Buys behält auch jeweils neue Freizeittrends in Belgien im Auge. «Die Belgier sind in den letzten Jahren zu richtigen Rennveloenthusiasten geworden. Als Hotel reagieren wir mit entsprechenden Freizeitangeboten darauf.»
Preissensible Kunden
Herman Buys weiss: «Für belgische Gäste ist Essen und Trinken sehr wichtig.» Morgens, mittags und abends steht in seinen beiden Häusern deshalb ein Buffet für die Gäste bereit. Ergänzt wird das Angebot durch ein extra Kindermenü, auf niedrigeren Tischen serviert, sodass sich die kleinen Gäste selbst bedienen können.
Die belgischen Gäste schätzen zudem das All-Inclusive-Paket. «So wissen sie vorher schon, wie viel der ganze Urlaub kostet», sagt Buys. Selbst bei Ausflügen entstehen in der Region keine Nebenkosten: Die Benutzung von Rhätischer Bahn, Postauto und Bus ist in einem Umkreis von rund 50 Kilometern im Preis mit drin.

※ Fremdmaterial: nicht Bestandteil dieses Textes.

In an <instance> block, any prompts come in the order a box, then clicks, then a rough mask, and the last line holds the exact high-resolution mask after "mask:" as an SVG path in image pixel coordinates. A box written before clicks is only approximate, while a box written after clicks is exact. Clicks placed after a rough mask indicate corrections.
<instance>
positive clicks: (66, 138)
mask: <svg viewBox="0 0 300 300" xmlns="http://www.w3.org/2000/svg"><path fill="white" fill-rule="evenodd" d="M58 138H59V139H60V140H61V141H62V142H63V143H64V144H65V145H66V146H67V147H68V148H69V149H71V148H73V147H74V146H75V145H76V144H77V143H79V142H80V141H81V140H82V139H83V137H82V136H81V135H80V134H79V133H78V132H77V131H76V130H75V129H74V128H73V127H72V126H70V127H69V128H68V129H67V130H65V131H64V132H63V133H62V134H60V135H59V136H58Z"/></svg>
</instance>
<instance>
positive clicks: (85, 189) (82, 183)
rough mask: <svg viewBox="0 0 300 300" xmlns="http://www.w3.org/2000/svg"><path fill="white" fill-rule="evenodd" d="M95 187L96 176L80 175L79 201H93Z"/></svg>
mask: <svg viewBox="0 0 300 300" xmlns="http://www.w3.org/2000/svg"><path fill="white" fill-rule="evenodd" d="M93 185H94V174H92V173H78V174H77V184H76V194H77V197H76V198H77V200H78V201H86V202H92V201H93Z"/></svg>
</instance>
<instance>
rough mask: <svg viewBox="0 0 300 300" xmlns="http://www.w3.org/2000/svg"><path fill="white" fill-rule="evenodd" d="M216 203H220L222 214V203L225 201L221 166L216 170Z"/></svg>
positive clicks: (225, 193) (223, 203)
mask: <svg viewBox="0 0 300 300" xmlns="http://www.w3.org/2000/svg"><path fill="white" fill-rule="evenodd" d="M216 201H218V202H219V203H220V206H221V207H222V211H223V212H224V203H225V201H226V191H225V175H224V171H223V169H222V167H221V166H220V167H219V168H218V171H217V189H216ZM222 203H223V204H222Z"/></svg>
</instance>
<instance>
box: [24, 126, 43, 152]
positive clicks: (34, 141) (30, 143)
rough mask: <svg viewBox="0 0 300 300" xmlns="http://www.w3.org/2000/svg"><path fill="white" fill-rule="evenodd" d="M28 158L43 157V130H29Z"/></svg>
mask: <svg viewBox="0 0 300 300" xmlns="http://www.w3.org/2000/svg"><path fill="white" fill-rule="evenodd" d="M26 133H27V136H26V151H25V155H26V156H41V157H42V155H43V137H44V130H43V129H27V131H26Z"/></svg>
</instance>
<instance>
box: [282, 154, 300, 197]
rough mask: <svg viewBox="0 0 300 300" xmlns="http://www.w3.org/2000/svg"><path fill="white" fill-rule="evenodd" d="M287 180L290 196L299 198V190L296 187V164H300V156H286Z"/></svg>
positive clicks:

Eine Win-win-Situation, findet Buys: «Der ÖV in der Region bekommt so mehr Fahrgäste, was ihm hilft, das Angebot aufrechtzuerhalten. Und wir können unseren Gästen ein Komplettpaket anbieten, das auch die Mobilität vor Ort miteinschliesst.» Hinzu komme ein psychologischer Vorteil: Da der Schweizer Franken mittlerweile 1:1 zum Euro stehe, seien Schweiz-Ferien für Gäste aus dem Euroraum noch teuer geworden. Aber durch das All-Inclusive-Paket fühle es sich für die belgischen Gäste nicht so teuer an.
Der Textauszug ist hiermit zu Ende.